You know I agree with that. And to the point that people think Cantu has a “knack” for hitting RBI (the so-called “RBI man” idea), Law had this to say:
“You slap anybody who says that,” Law said. “It is stupid. That whole thing just has to die. You know, the implication when somebody says that is when nobody is on base, this guy takes off for the at bat. I don’t think we’ve ever encountered a player who is consistently better with runners in scoring position. It’s true of almost every player.”
You heard it here, Keith Law says you can slap anyone who tells you that certain guys have a “knack” for RBI. To be fair, of course certain players are a bit better at getting RBI, particularly those who strike out and walk less and, as a result, put more balls in play or in the seats. But no player’s performance would be significantly better with runners on than with bases empty; hitting just does not change all that much mechanically (your thought process may be different, but the mechanics of achieving that thought process aren’t too different).

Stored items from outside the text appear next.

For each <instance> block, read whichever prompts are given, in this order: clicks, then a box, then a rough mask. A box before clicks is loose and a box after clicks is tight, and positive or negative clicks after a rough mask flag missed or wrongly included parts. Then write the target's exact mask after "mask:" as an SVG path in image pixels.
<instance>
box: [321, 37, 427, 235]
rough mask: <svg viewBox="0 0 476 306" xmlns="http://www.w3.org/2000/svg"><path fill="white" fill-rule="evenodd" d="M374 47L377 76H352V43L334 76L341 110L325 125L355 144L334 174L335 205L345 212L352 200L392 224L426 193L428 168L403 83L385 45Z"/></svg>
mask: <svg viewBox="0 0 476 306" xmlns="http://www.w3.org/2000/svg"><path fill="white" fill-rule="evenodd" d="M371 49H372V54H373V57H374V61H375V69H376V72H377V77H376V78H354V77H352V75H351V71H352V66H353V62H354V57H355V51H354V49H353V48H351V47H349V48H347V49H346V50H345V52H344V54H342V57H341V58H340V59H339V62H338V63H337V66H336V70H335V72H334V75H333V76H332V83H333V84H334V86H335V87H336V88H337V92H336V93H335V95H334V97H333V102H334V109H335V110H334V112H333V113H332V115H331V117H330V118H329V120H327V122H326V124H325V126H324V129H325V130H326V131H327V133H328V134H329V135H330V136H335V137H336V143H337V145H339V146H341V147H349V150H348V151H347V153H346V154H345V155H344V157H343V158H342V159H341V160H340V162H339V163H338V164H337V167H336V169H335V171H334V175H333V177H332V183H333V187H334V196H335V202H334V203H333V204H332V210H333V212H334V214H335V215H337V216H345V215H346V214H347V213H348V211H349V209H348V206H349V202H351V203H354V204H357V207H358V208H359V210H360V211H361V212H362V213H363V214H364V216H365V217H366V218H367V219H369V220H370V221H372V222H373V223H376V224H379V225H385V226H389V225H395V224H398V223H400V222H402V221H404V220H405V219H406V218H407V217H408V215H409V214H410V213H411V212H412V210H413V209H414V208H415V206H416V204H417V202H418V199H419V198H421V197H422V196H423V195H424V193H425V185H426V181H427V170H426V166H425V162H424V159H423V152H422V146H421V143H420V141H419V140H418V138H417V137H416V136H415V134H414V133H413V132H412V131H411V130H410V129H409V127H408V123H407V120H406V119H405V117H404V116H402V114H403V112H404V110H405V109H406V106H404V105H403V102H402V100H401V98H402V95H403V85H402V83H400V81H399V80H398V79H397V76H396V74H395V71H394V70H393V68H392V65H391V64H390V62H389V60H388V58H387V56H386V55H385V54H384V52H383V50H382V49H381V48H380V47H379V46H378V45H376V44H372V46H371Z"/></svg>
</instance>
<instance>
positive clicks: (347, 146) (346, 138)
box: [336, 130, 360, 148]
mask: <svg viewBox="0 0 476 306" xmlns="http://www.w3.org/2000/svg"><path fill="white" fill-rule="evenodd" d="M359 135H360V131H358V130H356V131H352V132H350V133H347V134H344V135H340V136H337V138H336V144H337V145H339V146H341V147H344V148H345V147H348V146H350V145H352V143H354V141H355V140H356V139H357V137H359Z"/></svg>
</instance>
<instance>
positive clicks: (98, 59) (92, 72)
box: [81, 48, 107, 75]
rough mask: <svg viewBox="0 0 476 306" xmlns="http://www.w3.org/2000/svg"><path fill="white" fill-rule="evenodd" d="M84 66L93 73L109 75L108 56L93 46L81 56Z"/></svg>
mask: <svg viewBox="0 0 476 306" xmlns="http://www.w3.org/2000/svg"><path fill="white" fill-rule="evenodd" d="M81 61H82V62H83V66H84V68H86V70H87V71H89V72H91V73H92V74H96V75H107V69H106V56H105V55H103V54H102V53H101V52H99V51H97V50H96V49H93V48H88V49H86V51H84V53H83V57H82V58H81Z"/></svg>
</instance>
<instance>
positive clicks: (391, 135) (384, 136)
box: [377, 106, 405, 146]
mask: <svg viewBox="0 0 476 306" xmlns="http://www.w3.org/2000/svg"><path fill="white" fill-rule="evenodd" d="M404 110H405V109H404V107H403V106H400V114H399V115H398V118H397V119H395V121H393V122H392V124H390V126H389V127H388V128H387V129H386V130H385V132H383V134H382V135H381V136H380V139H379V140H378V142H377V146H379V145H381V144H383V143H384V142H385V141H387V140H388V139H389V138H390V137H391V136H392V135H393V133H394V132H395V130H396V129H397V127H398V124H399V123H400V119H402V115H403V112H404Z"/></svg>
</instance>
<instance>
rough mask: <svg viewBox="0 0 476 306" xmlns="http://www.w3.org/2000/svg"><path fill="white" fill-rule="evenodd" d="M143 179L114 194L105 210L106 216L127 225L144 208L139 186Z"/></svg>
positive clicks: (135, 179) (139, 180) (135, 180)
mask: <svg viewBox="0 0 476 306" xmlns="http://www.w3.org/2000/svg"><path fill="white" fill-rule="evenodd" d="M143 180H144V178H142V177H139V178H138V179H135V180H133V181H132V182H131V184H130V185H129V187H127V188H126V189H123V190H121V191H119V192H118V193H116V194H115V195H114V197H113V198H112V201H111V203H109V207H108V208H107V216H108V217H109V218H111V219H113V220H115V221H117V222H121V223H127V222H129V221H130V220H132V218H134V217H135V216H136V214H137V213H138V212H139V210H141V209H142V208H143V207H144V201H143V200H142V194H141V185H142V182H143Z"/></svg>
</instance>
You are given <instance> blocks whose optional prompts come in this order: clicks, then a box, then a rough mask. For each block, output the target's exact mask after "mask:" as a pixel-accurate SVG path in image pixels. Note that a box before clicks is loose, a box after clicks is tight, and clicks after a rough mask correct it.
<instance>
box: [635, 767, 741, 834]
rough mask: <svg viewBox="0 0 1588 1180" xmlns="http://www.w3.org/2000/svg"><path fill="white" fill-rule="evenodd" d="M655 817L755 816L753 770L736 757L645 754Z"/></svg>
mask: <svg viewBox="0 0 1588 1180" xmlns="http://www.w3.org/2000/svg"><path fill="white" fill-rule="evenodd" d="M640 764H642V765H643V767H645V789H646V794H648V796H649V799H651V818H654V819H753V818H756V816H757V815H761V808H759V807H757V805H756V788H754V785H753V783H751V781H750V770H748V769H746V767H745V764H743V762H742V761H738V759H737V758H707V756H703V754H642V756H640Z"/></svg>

As right as Keith Law is, you hate to hear something like this as a retort:
Some Marlins take extreme exception to the thinking that the RBI is overrated.
“I think it’s the most important statistic,” said former Marlin Jeff Conine, who is now a special assistant to president David Samson.
Said bench coach Carlos Tosca: “This ain’t math. This is baseball.”
This can’t speak well for the franchise, can it?
To be fair, it was Jeff Conine and Carlos Tosca, both former players. I don’t think it should shock anyone that former players know very little about how to analyze statistics. It doesn’t surprise me in the least bit that they would presume RBI, a classic staple of baseball statistics, would be important to evaluating a player.
What I do think is that this is more evidence on the side of our organization being backwards in terms of sabermetrics and objective baseball analysis. Of course, neither Larry Beinfest nor Michael Hill said these comments, so nothing can be attributed to them. And given how Fredi Gonzalez has emphasized things like OBP (getting on base) and WHIP (keeping runners off base), it seems like the organization understands that much. But when a name like Jeff Conine, a name essentially synonymous with the Florida Marlins, says “RBI is the most important statistic in the game,” it makes you wonder how deep into the lair this kind of thought permeates.
Again, this presumes nothing of Beinfest or Hill, or even Dan Jennings or Jim Fleming or others who are at the core of the Marlins’ personnel movements. But I do want to know what kind of statistics they look at, and how they use these stats to evaluate players. Why hasn’t anyone who has contact with these people asked these questions? It would seem like this information would give us some idea about how the Marlins do so well despite such little resources year after year. You would think someone would try to cover this story at any angle other than “they have a great scouting staff (true)” or “they wave magic wands (I’m not privy to that information).”
There’s a story here, and I know that those guys are open to answering the questions. Someone has to ask them. I hope someone gets a chance to (wink wink).